Certain path of line segments parallel to a triangle's edges ends at its starting point

Thomsen's theorem, $P_7=P_1$

Thomsen's theorem, named after Gerhard Thomsen, is a theorem in elementary geometry. It shows that a certain path constructed by line segments being parallel to the edges of a triangle always ends up at its starting point.

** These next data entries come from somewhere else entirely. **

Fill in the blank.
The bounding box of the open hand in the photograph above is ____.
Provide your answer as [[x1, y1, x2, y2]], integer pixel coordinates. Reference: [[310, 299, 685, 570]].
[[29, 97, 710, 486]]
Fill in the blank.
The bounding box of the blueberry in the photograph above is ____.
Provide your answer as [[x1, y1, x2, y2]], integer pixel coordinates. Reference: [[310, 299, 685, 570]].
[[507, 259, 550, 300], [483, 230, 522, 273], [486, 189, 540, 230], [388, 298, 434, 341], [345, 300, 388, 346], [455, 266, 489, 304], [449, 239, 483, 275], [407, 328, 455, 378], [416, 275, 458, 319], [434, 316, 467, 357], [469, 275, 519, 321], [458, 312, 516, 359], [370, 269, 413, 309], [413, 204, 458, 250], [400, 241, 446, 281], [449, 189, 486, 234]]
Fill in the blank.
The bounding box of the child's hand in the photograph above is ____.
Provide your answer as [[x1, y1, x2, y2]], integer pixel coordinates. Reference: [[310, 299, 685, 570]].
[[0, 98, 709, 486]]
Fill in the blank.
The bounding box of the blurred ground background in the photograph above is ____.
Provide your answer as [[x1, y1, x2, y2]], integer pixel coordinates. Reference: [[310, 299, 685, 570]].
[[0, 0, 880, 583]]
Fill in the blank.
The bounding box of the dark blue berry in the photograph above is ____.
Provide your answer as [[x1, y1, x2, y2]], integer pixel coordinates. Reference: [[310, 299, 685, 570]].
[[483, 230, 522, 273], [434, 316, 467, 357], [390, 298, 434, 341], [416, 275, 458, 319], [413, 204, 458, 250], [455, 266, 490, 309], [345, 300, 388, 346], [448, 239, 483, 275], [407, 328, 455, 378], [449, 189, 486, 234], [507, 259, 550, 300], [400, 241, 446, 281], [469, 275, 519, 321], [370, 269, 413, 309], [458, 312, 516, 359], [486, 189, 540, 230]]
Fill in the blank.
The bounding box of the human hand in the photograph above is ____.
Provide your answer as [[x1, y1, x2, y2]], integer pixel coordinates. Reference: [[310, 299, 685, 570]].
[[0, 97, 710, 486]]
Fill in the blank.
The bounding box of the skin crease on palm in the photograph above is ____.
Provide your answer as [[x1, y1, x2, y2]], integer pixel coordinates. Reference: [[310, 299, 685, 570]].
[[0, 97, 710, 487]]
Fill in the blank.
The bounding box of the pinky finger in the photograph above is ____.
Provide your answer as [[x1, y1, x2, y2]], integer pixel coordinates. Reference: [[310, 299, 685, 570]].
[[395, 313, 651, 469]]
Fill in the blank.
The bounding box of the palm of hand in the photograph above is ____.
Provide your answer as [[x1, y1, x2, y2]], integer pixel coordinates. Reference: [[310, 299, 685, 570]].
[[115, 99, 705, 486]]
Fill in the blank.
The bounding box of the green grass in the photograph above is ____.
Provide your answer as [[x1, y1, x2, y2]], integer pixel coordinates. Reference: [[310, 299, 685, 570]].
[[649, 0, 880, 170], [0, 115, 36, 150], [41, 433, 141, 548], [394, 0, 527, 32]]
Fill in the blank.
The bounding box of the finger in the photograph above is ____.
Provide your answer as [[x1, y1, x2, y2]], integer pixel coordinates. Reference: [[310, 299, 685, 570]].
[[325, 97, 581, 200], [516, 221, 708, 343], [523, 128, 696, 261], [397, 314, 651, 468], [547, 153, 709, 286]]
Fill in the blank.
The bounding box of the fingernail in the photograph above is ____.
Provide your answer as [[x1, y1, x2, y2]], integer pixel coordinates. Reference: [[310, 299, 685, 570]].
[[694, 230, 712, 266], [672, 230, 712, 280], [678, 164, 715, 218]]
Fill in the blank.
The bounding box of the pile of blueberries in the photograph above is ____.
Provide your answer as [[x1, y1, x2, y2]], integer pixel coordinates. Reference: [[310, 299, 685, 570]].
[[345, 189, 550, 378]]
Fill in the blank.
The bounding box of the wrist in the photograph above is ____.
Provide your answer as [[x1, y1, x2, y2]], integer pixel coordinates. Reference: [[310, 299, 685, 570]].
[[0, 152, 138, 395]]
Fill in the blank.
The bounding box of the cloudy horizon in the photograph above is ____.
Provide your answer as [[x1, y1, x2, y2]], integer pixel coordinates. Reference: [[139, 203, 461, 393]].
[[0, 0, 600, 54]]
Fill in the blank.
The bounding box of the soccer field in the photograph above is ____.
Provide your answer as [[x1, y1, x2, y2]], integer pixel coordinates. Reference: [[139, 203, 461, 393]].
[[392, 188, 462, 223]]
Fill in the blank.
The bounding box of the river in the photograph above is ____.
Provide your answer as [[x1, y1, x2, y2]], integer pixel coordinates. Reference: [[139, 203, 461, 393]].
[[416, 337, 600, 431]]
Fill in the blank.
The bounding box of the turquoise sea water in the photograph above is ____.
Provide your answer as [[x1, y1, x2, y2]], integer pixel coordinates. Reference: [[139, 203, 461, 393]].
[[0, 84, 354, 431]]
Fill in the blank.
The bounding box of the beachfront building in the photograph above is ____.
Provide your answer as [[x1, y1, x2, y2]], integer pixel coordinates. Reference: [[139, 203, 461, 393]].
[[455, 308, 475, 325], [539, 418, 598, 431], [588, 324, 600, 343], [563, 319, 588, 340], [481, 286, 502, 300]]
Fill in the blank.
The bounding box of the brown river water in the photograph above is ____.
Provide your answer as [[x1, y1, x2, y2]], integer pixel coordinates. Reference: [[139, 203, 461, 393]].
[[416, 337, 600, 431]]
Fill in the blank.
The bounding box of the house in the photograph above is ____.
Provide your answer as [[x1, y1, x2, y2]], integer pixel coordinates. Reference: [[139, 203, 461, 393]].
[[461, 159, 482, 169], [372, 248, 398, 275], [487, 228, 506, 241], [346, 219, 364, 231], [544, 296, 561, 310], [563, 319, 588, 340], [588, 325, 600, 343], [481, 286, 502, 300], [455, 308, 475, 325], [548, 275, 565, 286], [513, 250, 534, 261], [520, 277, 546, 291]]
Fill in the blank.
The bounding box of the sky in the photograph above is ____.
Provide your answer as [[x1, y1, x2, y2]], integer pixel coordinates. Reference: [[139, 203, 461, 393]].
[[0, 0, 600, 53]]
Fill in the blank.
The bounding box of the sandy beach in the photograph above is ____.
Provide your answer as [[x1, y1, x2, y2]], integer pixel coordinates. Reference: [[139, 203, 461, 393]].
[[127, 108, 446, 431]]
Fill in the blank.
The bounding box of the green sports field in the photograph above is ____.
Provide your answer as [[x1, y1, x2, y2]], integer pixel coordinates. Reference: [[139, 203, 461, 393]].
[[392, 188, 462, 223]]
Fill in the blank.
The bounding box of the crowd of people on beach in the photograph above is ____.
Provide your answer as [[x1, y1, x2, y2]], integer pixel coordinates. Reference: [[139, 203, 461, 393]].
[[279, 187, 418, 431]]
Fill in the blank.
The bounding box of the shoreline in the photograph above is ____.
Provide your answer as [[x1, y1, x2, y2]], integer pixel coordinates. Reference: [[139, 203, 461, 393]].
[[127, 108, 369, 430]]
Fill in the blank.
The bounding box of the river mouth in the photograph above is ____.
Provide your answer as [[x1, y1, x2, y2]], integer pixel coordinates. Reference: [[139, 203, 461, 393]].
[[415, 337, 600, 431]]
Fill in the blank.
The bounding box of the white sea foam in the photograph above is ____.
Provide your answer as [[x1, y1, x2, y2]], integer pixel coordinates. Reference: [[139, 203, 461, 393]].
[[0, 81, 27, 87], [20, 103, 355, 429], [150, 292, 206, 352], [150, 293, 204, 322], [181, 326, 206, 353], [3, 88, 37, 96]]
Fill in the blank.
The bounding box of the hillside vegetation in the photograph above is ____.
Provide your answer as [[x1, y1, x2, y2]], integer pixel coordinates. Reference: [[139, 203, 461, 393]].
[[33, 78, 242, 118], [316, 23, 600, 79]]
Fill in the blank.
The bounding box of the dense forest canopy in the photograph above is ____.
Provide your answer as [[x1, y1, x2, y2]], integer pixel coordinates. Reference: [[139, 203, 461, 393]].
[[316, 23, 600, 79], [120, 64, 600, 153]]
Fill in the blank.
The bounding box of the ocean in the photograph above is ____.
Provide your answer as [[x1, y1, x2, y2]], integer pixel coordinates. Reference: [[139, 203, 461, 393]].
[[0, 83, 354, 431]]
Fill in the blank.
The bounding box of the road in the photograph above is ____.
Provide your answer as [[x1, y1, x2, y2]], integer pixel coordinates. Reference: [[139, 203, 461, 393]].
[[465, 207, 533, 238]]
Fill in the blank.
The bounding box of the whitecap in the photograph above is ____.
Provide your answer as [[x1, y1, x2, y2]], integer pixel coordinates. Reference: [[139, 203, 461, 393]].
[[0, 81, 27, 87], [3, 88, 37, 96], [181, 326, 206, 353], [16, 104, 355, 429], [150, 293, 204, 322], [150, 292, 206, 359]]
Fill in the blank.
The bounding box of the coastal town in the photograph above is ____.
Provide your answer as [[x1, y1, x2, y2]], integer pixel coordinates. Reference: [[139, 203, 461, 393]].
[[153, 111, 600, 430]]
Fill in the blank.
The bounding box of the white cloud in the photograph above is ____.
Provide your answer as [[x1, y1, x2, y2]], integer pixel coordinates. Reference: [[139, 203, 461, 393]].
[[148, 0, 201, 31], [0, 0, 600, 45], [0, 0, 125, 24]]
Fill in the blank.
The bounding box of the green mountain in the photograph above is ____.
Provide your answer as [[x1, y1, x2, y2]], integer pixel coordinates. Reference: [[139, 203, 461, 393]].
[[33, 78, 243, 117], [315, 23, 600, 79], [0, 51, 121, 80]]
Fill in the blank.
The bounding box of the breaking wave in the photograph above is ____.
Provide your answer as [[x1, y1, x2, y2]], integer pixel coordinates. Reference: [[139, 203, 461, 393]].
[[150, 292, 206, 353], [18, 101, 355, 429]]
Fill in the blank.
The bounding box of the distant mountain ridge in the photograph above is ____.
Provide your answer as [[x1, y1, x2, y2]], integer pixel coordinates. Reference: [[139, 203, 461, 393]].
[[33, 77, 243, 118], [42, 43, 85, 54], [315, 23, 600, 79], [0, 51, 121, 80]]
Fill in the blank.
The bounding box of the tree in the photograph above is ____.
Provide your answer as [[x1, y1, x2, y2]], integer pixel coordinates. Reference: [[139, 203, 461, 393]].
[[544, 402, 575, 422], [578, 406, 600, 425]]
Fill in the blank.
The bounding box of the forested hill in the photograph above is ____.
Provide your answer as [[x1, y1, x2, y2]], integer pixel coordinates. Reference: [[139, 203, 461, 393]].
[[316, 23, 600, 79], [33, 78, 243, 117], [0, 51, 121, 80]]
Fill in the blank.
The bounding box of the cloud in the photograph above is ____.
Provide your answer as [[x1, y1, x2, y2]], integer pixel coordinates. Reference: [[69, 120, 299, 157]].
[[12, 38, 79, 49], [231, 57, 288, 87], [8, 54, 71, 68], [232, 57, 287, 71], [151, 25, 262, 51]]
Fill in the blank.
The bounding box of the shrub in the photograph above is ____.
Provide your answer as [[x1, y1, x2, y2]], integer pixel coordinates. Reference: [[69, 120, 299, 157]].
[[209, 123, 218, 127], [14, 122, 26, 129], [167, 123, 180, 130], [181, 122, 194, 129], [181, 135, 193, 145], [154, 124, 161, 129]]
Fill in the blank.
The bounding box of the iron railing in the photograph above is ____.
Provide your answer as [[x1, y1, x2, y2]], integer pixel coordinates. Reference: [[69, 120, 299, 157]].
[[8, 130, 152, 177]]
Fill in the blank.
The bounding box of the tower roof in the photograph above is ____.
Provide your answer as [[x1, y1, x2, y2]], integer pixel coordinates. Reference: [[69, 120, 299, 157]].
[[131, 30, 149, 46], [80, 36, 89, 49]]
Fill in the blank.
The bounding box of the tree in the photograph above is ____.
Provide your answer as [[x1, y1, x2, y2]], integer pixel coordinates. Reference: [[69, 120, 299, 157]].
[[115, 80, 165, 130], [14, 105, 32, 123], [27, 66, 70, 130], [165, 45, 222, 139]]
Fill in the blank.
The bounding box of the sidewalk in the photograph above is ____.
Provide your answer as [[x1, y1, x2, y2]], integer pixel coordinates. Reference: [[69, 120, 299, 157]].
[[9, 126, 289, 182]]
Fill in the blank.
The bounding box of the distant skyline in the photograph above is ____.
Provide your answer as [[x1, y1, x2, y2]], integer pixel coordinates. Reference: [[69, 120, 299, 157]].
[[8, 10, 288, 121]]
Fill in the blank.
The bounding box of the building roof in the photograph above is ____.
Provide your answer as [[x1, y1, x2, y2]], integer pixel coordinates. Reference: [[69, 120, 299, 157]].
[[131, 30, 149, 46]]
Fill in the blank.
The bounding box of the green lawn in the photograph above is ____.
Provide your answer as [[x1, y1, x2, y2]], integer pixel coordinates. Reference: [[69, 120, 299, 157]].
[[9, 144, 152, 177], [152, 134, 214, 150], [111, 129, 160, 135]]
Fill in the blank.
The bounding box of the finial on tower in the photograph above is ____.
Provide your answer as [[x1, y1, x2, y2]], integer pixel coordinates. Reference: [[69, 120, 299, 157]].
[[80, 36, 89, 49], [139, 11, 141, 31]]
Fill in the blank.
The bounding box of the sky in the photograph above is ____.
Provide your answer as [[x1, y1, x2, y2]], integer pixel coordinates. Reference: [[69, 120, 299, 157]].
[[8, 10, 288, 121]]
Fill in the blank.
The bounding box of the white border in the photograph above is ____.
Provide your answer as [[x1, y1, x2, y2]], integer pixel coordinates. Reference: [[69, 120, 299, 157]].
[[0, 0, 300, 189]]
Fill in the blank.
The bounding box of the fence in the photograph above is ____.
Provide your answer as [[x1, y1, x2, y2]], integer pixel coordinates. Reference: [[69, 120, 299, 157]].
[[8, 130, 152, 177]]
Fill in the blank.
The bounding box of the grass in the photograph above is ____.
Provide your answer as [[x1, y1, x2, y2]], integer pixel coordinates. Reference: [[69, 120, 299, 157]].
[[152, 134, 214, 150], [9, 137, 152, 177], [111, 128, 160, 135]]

Consider an arbitrary triangle ABC with a point P_{1} on its edge BC. A sequence of points and parallel lines is constructed as follows. The parallel line to AC through P_{1} intersects AB in P_{2} and the parallel line to BC through P_{2} intersects AC in P_{3}. Continuing in this fashion the parallel line to AB through P_{3} intersects BC in P_{4} and the parallel line to AC through P_{4} intersects AB in P_{5}. Finally the parallel line to BC through P_{5} intersects AC in P_{6} and the parallel line to AB through P_{6} intersects BC in P_{7}. Thomsen's theorem now states that P_{7} is identical to P_{1} and hence the construction always leads to a closed path P_{1}P_{2}P_{3}P_{4}P_{5}P_{6}P_{1}

Thomsen's theorem can be generalized to quadrilaterals and to any polygon by drawing appropriate parallel lines to diagonals as shown in De Villiers (2009).